Ah, the digital world - never enough bits! My first reaction was to think that this extra sample was a floating point truncation error in the s.phase() and s.period() math, but then I came to think hmm... would those minuscule fractions of samples make any difference to a zero crossing timing?
Yes, those are good questions. Of course a samp is a very short period but thanks to double floats we have a almost obscene amount of resolution at that scale. I also think that floating point errors only become significant when multiplying very large numbers with very small ones, which I don't think is the case here (but I'm not sure).
Furthermore, why would a truncation error be weighted?
That bit may not be very hard; it may well be the case that if the floats when truncated are truncated towards zero. As we are always dealing with positive numbers that could explain something?
Your declaration that "the value is on -average- lower in magnitude" started me thinking 'okay, how average?' So I wrote up a little script:
Ah-Ha! A scientific approach to investigating a unknown phenomena. :¬)
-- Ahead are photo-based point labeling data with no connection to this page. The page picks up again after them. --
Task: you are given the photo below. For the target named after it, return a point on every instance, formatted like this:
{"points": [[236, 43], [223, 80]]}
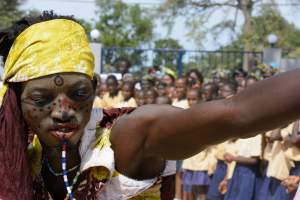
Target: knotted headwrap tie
{"points": [[46, 48]]}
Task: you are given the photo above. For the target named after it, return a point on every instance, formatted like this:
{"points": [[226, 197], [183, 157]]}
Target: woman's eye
{"points": [[81, 95], [40, 100]]}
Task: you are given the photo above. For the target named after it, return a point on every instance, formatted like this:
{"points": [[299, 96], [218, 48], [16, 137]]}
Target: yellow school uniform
{"points": [[181, 104], [130, 103], [112, 102], [291, 152], [279, 164], [203, 161], [98, 102]]}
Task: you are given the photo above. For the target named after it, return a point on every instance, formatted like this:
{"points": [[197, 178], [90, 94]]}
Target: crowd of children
{"points": [[264, 167]]}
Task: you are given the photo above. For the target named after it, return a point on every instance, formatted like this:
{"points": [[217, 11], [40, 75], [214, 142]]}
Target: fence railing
{"points": [[180, 60]]}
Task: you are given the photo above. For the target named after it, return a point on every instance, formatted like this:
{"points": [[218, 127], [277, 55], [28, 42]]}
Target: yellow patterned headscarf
{"points": [[46, 48]]}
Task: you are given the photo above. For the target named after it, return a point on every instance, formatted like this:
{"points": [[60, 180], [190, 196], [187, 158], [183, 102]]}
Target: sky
{"points": [[86, 9]]}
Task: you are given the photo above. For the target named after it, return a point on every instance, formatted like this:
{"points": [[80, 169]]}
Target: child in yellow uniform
{"points": [[195, 177], [278, 169], [292, 152], [242, 185], [127, 92], [114, 96]]}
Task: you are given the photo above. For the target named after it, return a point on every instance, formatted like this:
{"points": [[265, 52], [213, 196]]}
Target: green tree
{"points": [[123, 25], [9, 12], [168, 54], [197, 15], [270, 21]]}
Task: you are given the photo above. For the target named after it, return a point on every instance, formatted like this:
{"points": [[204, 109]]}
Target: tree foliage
{"points": [[198, 15], [123, 25], [270, 21], [167, 56]]}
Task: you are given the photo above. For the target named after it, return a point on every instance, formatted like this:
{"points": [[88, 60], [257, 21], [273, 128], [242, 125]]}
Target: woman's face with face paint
{"points": [[58, 107]]}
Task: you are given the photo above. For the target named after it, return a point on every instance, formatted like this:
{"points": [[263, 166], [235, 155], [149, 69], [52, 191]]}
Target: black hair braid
{"points": [[8, 35]]}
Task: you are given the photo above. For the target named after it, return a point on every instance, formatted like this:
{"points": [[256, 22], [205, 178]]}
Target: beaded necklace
{"points": [[65, 172], [59, 173]]}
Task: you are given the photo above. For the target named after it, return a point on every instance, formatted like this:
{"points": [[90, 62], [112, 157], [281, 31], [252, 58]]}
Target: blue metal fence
{"points": [[179, 60]]}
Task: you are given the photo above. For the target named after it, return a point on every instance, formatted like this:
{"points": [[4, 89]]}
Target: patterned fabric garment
{"points": [[46, 48], [99, 179]]}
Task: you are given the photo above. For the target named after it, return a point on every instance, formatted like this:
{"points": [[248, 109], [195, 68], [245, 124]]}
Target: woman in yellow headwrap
{"points": [[77, 152]]}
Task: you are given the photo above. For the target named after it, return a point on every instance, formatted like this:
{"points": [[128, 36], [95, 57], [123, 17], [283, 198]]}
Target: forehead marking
{"points": [[59, 81]]}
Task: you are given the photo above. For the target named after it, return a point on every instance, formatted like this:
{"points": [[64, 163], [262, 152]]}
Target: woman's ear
{"points": [[5, 44], [94, 83]]}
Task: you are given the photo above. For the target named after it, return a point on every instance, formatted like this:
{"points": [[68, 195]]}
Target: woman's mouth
{"points": [[63, 132]]}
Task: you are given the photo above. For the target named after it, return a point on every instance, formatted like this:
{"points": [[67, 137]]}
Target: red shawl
{"points": [[16, 182]]}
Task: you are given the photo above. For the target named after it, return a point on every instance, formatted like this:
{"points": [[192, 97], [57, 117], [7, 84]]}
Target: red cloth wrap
{"points": [[109, 116], [16, 181]]}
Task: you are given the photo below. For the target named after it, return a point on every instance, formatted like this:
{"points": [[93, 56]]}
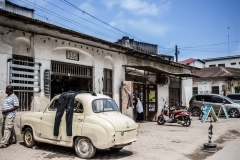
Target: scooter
{"points": [[202, 110], [181, 116]]}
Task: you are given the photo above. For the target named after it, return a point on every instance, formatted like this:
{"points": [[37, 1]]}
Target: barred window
{"points": [[195, 90], [215, 89], [107, 82]]}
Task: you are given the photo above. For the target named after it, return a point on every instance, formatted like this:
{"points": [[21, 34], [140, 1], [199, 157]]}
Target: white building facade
{"points": [[228, 61], [41, 60]]}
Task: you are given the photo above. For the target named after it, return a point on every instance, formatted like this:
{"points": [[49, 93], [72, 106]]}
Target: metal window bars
{"points": [[25, 76]]}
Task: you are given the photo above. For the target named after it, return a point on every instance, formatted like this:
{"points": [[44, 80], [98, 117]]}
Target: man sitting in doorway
{"points": [[139, 108]]}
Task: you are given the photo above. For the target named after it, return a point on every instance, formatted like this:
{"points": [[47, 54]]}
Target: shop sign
{"points": [[72, 55]]}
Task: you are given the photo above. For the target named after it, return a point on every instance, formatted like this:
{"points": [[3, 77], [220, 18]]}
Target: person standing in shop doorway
{"points": [[134, 104], [139, 108], [10, 105]]}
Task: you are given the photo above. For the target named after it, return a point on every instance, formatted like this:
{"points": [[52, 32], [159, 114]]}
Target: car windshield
{"points": [[104, 105], [229, 99]]}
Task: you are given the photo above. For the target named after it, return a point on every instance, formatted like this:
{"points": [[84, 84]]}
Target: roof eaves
{"points": [[29, 20]]}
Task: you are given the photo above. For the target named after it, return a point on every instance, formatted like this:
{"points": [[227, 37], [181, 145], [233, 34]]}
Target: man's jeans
{"points": [[8, 131]]}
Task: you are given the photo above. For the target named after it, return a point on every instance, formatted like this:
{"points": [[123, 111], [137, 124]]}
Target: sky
{"points": [[200, 28]]}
I'll admit, at first I didn't have the zero crossing checks in, so I was understanding very little, but once I realized that the zero crossings were equally distributed between the two possible locations, things clicked. Obviously the extra sample would "on average" (about 75% of the time) result in a lower s.last() value, because it's the sample around which the zero crossing would pivot. If the zero crossing didn't pivot, then you'd see an even distribution of probability for the lowest value.
I think you are right.
Your initial calculation is advancing time to the end of the period (or so it tries). I think there is a truncation error that is hidden in the math (that would explain why the zero crossing is jumping back and forth between the two locations, with an even distribution), and therefore only half the time you've advanced fully to the end of the period (the other half of the time you're off by one sample).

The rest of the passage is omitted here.